As a counterpoint to the exploration of colour at play in After Image, the third volume in the colour series is devoted to colour at work. The colourful aspects of each of 17 occupations, including architect, optical scientist, printer, dyer (of fabrics and paper), ophthalmologist and chemist, are presented through a brief essay and illustrative examples: silks threads dyed with crushed bugs, an interpretation of Le Corbusier’s colour clavier, paint samples and hair swatches.

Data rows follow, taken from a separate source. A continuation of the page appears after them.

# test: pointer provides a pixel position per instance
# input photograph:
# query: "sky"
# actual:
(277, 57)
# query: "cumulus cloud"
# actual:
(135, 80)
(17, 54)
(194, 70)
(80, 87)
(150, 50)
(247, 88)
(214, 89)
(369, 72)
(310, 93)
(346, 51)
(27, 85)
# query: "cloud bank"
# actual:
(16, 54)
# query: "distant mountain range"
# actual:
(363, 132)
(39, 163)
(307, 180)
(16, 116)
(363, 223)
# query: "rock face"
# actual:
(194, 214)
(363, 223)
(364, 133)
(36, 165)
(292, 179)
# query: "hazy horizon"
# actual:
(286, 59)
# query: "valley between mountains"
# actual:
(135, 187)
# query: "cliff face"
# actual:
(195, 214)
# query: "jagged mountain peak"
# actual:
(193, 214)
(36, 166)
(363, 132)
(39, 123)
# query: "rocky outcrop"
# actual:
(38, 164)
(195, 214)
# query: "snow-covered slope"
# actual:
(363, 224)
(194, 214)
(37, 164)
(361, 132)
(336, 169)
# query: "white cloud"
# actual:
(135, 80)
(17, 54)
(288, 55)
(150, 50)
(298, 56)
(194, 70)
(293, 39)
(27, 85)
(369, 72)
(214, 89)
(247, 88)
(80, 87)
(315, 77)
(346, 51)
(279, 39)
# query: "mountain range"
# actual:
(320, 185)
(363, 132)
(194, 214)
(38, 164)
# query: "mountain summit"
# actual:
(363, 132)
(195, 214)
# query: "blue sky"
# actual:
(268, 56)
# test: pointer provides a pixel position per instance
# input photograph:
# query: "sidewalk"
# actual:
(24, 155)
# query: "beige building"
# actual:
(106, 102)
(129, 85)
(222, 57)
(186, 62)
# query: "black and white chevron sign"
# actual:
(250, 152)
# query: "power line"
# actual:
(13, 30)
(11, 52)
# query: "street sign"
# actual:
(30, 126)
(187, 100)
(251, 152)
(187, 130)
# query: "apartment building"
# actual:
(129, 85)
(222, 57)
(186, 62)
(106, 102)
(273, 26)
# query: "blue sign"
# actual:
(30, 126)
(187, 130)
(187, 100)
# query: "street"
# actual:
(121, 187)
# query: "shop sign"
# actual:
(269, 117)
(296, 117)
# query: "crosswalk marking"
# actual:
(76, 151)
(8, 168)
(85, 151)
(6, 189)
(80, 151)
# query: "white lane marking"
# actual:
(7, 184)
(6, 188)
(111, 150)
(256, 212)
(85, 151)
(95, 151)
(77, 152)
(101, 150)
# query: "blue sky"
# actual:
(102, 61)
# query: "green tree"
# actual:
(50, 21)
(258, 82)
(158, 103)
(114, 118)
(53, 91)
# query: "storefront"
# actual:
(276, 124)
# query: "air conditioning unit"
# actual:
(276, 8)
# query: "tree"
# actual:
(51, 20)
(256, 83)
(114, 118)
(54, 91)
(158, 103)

The book is standard in size (7 x 8.5 inches, 45 pp.) and overall design (conceived by Barbara and set in Fournier, bound by Claudia with leather and paste paper, boxed with various accessory items, including an equilateral prism) with the first two volumes in the series. This, however, is the first volume to actually be printed (on dampened Arches paper) by Rollin Milroy with the handpress at Heavenly Monkey. This resulted in the sheets emerging from the studio at a much slower pace than the volumes that were printed on David Clifford’s Heidelberg, but it was a pace closer to that at which Barbara was able to then complete the extensive amount of painting, embellishing and construction required for each copy.
As with the previous titles, the edition is limited to 30 numbered copies, with the first eight forming a deluxe issue. Each of these eight copies contains an original colour analysis of a different historical work of art. The colour analysis process is based on the work of Emily Noyes Vanderpoel, as found in her idiosyncratic book Color Problems (1901).